Harrison Blackman ’17: Ekistics and creative writing in Cyprus
Harrison Blackman, who at Princeton concentrated in History and received certificates in Urban Studies, Hellenic Studies, and Creative Writing, will pursue a study/research grant in Cyprus as an affiliate of The Cyprus Institute in the capital of Nicosia. As part of a narrative nonfiction project, he will be using the methods of Ekistics, the science of human settlements, to study the development of Cyprus’s cities since the island country’s division in 1974 into Greek and Turkish communities.

Ekistics was originally developed by the Greek architect and planner Constantinos Doxiadis in the 1950s and 1960s. In 2017, Harrison Blackman wrote his senior thesis on the life and work of Doxiadis in Athens, a project which received that year’s Hellenic Studies Senior Thesis Prize. A year later, he presented his research on Doxiadis’s work in Philadelphia at a Delos Network conference held at the Benaki Museum in Athens. 
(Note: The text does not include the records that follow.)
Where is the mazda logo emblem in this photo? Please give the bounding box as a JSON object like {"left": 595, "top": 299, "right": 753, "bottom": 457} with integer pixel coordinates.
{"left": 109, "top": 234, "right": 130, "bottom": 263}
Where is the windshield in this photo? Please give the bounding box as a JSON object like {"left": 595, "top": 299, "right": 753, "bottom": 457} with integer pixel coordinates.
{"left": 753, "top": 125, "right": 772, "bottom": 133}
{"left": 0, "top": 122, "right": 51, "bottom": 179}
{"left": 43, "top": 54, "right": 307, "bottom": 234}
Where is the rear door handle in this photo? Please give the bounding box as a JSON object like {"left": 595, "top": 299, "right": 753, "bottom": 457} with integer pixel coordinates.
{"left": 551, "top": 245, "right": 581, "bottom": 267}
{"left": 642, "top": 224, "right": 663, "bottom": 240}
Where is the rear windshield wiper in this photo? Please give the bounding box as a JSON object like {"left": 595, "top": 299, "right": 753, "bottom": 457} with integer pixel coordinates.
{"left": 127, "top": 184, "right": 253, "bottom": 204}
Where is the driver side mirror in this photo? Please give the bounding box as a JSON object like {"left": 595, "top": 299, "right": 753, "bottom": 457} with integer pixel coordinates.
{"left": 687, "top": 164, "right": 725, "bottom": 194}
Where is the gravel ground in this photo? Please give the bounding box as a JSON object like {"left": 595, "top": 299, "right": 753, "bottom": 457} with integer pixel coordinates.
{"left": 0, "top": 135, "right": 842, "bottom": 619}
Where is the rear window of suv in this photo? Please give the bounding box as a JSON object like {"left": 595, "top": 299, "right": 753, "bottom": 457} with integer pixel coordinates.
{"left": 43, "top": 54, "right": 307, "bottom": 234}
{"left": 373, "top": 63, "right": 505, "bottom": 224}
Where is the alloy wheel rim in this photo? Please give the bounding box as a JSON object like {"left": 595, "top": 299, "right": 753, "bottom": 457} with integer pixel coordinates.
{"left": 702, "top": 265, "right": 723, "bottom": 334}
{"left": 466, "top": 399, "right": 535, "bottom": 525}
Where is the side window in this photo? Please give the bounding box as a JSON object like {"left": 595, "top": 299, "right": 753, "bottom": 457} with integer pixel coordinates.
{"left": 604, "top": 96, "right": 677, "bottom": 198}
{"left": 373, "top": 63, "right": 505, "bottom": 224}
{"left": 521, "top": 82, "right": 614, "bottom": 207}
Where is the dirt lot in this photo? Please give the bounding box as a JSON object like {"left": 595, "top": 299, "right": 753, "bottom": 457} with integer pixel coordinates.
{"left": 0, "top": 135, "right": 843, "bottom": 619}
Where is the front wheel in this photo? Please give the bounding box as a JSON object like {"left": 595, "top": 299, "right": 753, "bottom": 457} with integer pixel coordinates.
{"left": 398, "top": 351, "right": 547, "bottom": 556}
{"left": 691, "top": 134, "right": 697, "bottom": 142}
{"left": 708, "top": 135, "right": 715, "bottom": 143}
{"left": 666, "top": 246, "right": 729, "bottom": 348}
In 2021, Harrison completed an MFA in Creative Writing at the University of Nevada, Reno. He is one of the writers working on a project with Seeger Center Director Dimitri Gondicas ’78 and Catherine Curan ’92 about the history of the relationship between Princeton and Greece from the University’s foundation in 1746 to the modern Seeger Center. 

Pria Louka ’20: The exchange between modern Greek and American theater in Crete
At Princeton, Pria Louka graduated in 2020 with a concentration in Chemistry with certificates in Hellenic Studies and Materials Science and Engineering (MSE). 

In 2020, she was awarded a study/research grant to Greece to study the connections between the modern Greek and American theatrical traditions of the 1950s and 60s, focusing on the influence of George Theotokas (1906–1966), a director of the Greek National Theater who visited the United States in 1952 and built enduring relationships with American playwrights, scholars, actors, and artists. To implement his vision for a broader Greek theatrical landscape, Theotokas was inspired by American models of experimental theater and community. This coming academic year, Pria will pursue her grant by working with researchers at the Institute for Mediterrean Studies and the University of Crete in the island’s city of Rethymno to uncover the untold narrative about this influential cultural exchange.

Pria was born in Connecticut to Greek and Indian parents and grew up in Athens and Princeton. Her scientific research at Princeton was complemented by intensive language learning and study of modern Greek literature. She received the 2020 Hellenic Studies Senior Project Prize for her undergraduate senior project, “Abyss and Song: Twenty Poems of George Sarantaris in Translation.” Pria aims for her journey of discovery regarding modern Greek literature to continue during her Fulbright year and beyond.